Piqué au site Expression93, par Vincent

 

Nous profitons de la résidence de Sylvain Pattieu à la bibliothèque de Bondy pour faire un tour des œuvres déjà publiées par ce jeune auteur.


Son premier livre, lié à à la profession d’historien qu’il exerçait à l’origine, s’appelle Tourisme et travail, publié aux Presses de Sciences Po. Il s’agit de l’étude sans doute la plus complète sur « Tourisme et Travail » un organisme proche de la CGT et qui a voulu construire la possibilité pour les milieux ouvriers d’accéder à un tourisme de qualité, distinct du consumérisme.

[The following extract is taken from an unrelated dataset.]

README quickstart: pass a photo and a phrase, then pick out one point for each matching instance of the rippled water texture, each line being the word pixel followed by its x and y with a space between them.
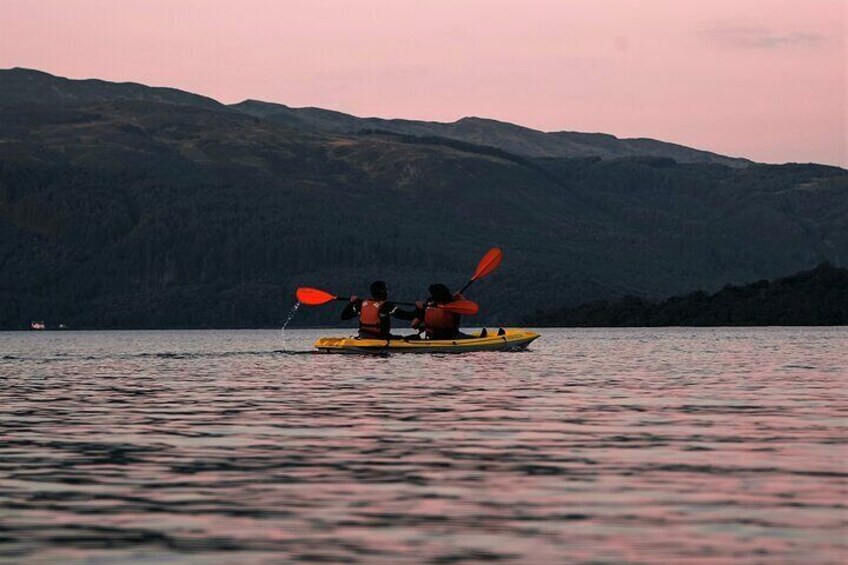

Passons à la littérature et commençons par la fin. Le bonheur pauvre rengaine (éditions du Rouergue) pourrait être qualifié de polar historique. Le meurtre d’une prostituée, reconstitué d’après des archives, permet de revisiter le milieu des proxénètes à Marseille. Le lecteur est écartelé entre l’exactitude des faits réels basée sur les archives, la sauvagerie crue des hommes issus de la première guerre mondiale, et les parcours individuels comme celui d’un ouvrier syndicaliste qui finit par appartenir au milieu.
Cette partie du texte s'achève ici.